Ranaut and Joshi et al take the 49 artistes and intellectuals to task for remaining silent “when there was a concerted conspiracy by a certain section, taking advantage of the Sabarimala Temple entry movement, to disguise themselves and try and enter the temple and thus hurt the sentiments of millions of devotees.”

Ranaut and Joshi et al forget that there was a Supreme Court order allowing menstruating women to enter the temple. It was the Constitutional obligation of the Kerala government to facilitate the entry of women activists who wished to enter the Sabarimala temple. Regardless of the position each of the 49 artistes and intellectuals on the Sabarimala Temple, those advocating a ban on the entry of menstruating women had the support of the two national parties – the BJP and Congress. They were certainly not as helpless, and powerless, as victims of lynching are, precisely why the group of 49 chose to articulate the worries of religious minorities and Dalits.

Ranaut and Joshi et al say the group of 49 was “silent when Kashmiri Pandits were driven out of the Valley and have never till date spoken of their plight.” This is a palpably false claim. For instance, public intellectual Ramachandra Guha, who was one of 49 signatories to the letter sent to Modi, wrote in August 2015, “The process of reconciliation in Kashmir cannot escape the question of the Pandits. The people I talked to in Srinagar used the euphemism ‘migration’ to describe the exit from the Valley of the Kashmiri Hindus who had long lived there. The truth, of course, is that they were made to flee, forced into exile.” 

Guha went on to add, “It is now twenty-five years since the majority of the Pandits left…Many older Kashmiris do, and deeply regret the absence of their fellows. But of plans to bring them back or to effect an emotional reconciliation there were few signs.” Quite obviously, it is the group of 62 which excels in creating a false narrative.
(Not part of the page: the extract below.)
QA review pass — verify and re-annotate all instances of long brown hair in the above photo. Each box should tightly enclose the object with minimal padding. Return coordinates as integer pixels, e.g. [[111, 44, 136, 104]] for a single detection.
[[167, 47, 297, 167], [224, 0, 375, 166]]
Ranaut and Joshi et al have taken exception to the group of 49 remaining silent when “temples were vandalised in Kalichak, Denanga, Baduria, Raniganj and even as late as in July 2019 in Chandni Chowk in Delhi.” Other than Chandni Chowk, all other places are in West Bengal. It is unbecoming of Indians to vandalise places of worship. It is incumbent upon the state to identify those guilty and severely punish them. In Chandni Chowk at least, its Muslim residents fed those who took out a procession to re-install the idols in the temple there.

Nevertheless, it does seem rich of 62 personalities, who come across as Modi and BJP bhakts, to complain against the desecration of temples. Their most favoured party launched a movement to appropriate the Babri Masjid, which was subsequently demolished on December 6, 1992. It sparked off riots in which hundreds died across the country.

It is possible that the 62 personalities are genuinely worried over, say, the political violence in West Bengal. In that case, they should have addressed their letter to the Prime Minister or the West Bengal Chief Minister. It is inexplicable why they should want the group of 49 to speak on issues agitating them. Different classes of citizens have different concerns, which they expect the state to address. For instance, it can’t be the case that just because farmers haven’t protested against lynching, they relinquish their right to demand a better deal for themselves.

Indeed, Against Selective Outrage and False Narrative is a classic example of whataboutery, a tactic the BJP activists mastered during the implementation of the Modi government’s demonetisation policy in 2016. Anyone who complained of hardship because of the absence of currency notes was reminded of soldiers who imperiled their lives to guard the border. Likewise, the whataboutery of Ranaut and company is aimed at fanning public sentiments against those who question Modi, to scare them into silence.